Tuesday, March 8, 2011

The Master Criminal



As a small boy I used to attend St George’s Primary school in Shrewsbury.  The building itself has long since been converted into housing, and the playground where I used to play football and British Bulldog has been built over too.  You can still just about see the separate Boys’ and Girls’ entrances written into the brickwork, although that peculiar Victorian approach to education, in which the two sexes should be kept apart in order to concentrate young minds on learning, had been dispensed with years before I arrived in my barathea blazer and regulation grey short trousers.

Next to the school was a petrol station containing a small shop selling sweets, handy for those of us with a bit of pocket money to pop in on the way to lessons to stock up on goodies.  Penny Arrows, Black Jacks and Fruit Salads as well as the usual range of chocolate bars were available for any short-trousered man about town with ready cash in his pocket.

Sadly, money was not always in plentiful supply, even when opting to save on bus fare by walking home.  The emptiness of my pockets combined with a craving to feed my sugar addiction eventually led me into temptation, that very thing about which we were made to pray twice daily to Our Father Who Art In Heaven.  You would hope that reciting the Lord’s Prayer ten times in the course of a school week would provide some moral protection to a nine year old, but it didn’t, not nearly enough.
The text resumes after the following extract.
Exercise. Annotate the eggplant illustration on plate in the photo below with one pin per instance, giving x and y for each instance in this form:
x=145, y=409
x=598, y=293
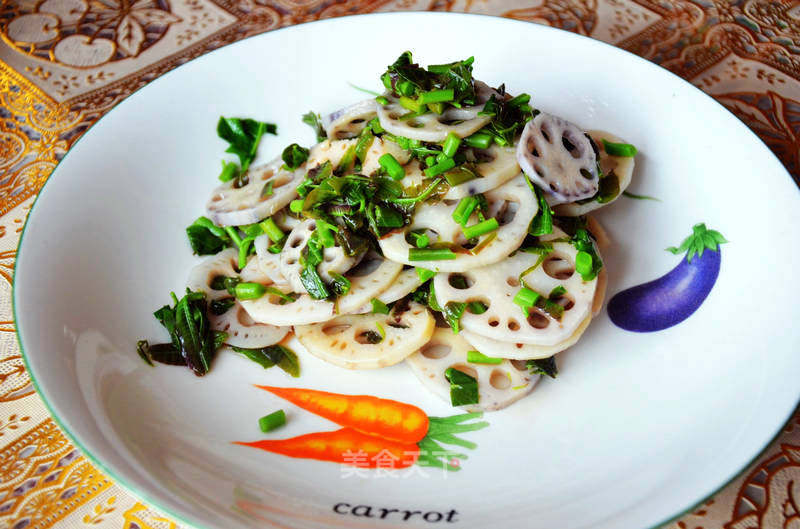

I wasn’t the first of the gang to dip a furtive hand into the sweet rack, but there’s no denying I quickly became bloody good at nicking stuff, even making allowances for the lack of CCTV in those days.  A selection of like minded desperados and I would walk in, and while one or two made legitimate purchases to divert the attention of the man behind the till, others would fill their pockets with as much bounty (and indeed Bounty) as possible.  In and out, as quick as you like.

We got away with it for a couple of weeks, but inevitably it all ended in tears.  Some wide boy was just a little too flash in the playground, giving it large with the Opal Fruits and Sherbet Fountains, no doubt trying to impress his moll.  Word got out to the teachers, and before long an investigation began.  We were called to the Head Teacher’s office and very soon cracked under interrogation.

Two things worried me most: first that my parents would be informed, and second that the punishment would be of a violent nature.  The Deputy Head was the school’s chief enforcer and he preferred to use ‘the slipper’.  The Head resorted to the ultimate deterrent only rarely, but his approach was more orthodox, preferring as he did the sort of cane which would feature in ‘The Beano’ (where a bit of violence never seemed to stop Dennis and Minnie getting up to their tricks).  The slipper could hurt but in truth it was administered very lightly.  The cane, which I had so far managed to avoid, promised to sting like the mother of all bees and leave marks that would have to be explained at home.

As it happens, the Head chose not to beat us, and nor amazingly were our parents informed.  Instead he compiled a list of what we admitted to having pinched, which he would hand over with a sufficient sum of money to the proprietor of the petrol station after school the next day.  We in turn were to bring along the necessary cash to make reparations.

My remorse however was not so complete as to prevent me from taking advantage of what was plain enough to a master criminal like me, namely that nobody had a clue who had stolen what.  With an expression of sincere contrition on my face, I brazenly claimed to have taken nothing more than a packet of Wrigley’s ‘Juicy Fruit’, for which I handed over sixpence from my bus fare there and then.  With one bare faced lie to the single most powerful man I knew, I had discharged all my responsibilities and simultaneously avoided having to ask my parents for the sort of money needed to meet the true extent of my Artful Dodgery.

Later that afternoon I walked home taking care to avoid so much as glancing at the crime scene.  I accepted the adventure as a warning that, while crime might pay a little bit, getting caught sure as hell makes you want to wet your pants; it was time for this Milky Bar Kid to go straight.